Hoffman is familiar with the notion of the Canberra bubble, taking a dig at it two years ago.
"Now I work in NSW I realise that Canberra doesn’t matter,” Hoffman joked in a 2017 speech.
"The need for external perspective, fresh thinking and cultural diversity appears to a blessing for NSW.
“I joke, respectfully among my friends in Canberra, that there is a risk of hereditary caste of Commonwealth public servants,” Hoffman said.
“Their grandparents moved to Canberra, they had children that became public servants, they had children that became public servants in the Canberra bubble … it’s a beautiful place.”
“I think some greater churn is important, in NSW you get that,” Hoffman said.
Lesser known is that NSW public servants are often better paid than their federal peers.
And in the area of technology, agency chiefs have the ability to go above pay bands to hire the talent they need in a competitive market. Joining the public service does not mean taking a vow of poverty.

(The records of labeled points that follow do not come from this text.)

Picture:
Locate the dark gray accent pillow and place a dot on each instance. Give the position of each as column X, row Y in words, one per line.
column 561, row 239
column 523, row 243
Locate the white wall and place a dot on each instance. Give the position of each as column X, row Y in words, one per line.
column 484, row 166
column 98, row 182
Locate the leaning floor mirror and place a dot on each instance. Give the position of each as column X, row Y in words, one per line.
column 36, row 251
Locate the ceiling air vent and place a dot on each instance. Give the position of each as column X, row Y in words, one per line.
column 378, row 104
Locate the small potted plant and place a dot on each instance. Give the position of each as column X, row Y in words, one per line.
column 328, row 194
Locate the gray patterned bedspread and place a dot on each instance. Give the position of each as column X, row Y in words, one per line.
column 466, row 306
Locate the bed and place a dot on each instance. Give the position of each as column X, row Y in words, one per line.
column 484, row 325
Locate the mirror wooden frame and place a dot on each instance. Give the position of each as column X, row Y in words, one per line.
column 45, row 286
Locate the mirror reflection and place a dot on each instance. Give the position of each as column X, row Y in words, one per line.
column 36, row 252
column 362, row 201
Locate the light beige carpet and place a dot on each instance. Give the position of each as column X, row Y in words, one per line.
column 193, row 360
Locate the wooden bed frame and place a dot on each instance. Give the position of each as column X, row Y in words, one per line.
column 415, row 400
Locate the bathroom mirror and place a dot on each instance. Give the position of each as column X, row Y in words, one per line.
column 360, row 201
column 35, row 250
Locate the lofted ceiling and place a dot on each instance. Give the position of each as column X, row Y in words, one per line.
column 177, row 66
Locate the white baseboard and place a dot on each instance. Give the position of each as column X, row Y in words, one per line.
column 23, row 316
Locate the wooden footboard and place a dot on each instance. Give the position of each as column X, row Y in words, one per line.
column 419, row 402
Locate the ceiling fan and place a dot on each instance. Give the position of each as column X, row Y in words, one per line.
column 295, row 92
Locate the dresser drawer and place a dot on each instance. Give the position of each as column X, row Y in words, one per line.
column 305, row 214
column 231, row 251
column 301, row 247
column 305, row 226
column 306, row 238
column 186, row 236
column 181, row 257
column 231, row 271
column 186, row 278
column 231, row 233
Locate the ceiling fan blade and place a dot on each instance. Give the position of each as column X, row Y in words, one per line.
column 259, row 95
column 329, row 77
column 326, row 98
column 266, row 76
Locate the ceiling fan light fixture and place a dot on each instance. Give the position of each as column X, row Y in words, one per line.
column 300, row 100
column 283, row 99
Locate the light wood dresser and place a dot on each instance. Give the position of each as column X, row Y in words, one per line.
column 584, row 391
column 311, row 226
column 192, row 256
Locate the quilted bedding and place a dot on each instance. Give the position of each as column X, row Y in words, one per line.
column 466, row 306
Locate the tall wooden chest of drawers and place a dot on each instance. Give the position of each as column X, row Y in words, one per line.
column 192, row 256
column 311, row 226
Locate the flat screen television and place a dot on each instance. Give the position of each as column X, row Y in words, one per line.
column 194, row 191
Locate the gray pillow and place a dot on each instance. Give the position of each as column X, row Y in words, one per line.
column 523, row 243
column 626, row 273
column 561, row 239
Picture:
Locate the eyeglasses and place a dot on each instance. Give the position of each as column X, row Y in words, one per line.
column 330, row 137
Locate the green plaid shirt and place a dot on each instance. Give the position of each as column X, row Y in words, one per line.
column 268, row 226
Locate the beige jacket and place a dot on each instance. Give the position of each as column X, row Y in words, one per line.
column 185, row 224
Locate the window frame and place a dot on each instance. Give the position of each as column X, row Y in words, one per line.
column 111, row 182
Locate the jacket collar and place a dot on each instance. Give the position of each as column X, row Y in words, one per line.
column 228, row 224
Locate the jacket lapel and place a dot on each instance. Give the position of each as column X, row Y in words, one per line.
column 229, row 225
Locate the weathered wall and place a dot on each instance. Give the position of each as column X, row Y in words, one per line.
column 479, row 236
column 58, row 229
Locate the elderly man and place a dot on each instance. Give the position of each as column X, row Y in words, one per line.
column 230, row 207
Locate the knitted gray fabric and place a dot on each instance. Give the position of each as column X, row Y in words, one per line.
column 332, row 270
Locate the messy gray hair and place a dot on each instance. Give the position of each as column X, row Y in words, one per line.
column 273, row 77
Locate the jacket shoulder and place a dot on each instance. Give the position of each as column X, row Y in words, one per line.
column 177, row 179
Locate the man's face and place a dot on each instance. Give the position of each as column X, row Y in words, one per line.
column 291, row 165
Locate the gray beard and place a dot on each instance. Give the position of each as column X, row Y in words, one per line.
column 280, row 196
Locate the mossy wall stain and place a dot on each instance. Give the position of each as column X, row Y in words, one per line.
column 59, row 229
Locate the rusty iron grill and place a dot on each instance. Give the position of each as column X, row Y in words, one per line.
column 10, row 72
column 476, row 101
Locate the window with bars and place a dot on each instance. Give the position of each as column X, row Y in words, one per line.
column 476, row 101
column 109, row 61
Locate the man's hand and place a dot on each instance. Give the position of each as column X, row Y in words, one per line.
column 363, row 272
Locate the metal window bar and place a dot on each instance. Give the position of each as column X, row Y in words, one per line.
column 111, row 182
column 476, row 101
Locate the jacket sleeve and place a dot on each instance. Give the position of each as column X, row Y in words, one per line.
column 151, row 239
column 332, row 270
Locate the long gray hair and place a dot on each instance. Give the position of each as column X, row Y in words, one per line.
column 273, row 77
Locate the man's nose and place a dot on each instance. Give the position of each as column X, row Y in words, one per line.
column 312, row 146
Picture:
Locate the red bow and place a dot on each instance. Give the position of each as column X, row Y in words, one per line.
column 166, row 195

A degree of pay parity for technology skills on par with private sector could go a long way to fulfilling the laudable aim of cross-fertilisation, especially if the government is hoping to pull-in decent customer experience and transactional talent.
A public sector pay boost would also likely save money because efficiencies would be realised faster.
Just imagine if Centrelink actually paid out the right money the first time round so that it didn’t have hire a phalanx of debt collectors to hound money out of often vulnerable people with an error rate often as high as 20 percent.
Now that really would be a service delivery revolution.